Seurat understood evocation as well as observation and his mysterious, moody drawings in conté crayon are atmospheric and melancholic. There is also a stillness. The light is often luminous and Godly, the marks seem to vibrate with potential energy. Layers of scribbly lines and hazy smudges create a portal into another world that feels human, urban and yet also deeply rooted in the natural landscape. Seurat seemed to truly understand a physicality of place with his blackest of blacks and illuminated spaces amidst his drawn landscapes.
A few points raised by my former self:
‘The Purpose of Drawing - a Comparison of ‘The Peasant: Patience Escalier by Vincent van Gogh and ‘L’Appel’ by Georges Seurat’
Drawings were not exhibited at the time and so afforded a more intimate opportunity to investigate the sensibilities of the artist. Today drawings are more likely exhibited but may offer intimacy still
Seurat saw drawings as whole works with a direct line of communication into his paintings, unlike van Gogh’s where drawing had a more elevated status than was common at the time but drawing seemed to have an investigative impetus unto itself
Drawing-painting dialectic: in the case of van Gogh - drawings that are independent of paintings; drawings with shared motifs and similar subject but remaining somewhat distinct; drawings that were made for and in preparation for paintings; drawings that were made after the painting. In the case of Seurat - drawings supported paintings but remained whole, independent works.
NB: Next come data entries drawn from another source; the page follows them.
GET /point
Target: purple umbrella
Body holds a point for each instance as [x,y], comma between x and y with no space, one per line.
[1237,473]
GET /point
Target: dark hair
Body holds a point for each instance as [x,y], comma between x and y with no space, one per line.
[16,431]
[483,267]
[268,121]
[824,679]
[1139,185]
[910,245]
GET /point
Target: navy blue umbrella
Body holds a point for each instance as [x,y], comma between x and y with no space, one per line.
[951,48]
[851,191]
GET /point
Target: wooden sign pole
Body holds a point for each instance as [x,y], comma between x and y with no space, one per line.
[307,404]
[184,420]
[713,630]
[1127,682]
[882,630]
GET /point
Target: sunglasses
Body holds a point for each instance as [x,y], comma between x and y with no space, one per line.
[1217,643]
Seurat ‘drew from the middle outwards’
Social criticism by both artists but a somewhat neutral, ‘withdrawn proximity’ of Seurat entirely different to van Gogh’s tacit but actively emotional connection with his ‘peasant’ subjects
Seurat’s light-dark continuum: dissolved spaces ‘the tonality and formlessness allowed Seurat to realise his strong feeling for the “degradation of our era of transition” and evoke the lost condition of the urban poor in an inhuman, industrial wasteland’
Comment on the sense of pathos in the physical location and human anonymity of Seurat’s suburban subculture where “the beauty of a landscape is made of melancholy”
Seurat’s ‘withdrawn proximity’ in his drawings reflects a physical closeness with a social and emotional distance
Convention of drawing had previously been that the basic act of drawings is to make lines: Seurat rejected the idea of a delineation of object and context. Seurat’s drawings became ‘unbroken transitions’ that dissolved objects and spaces.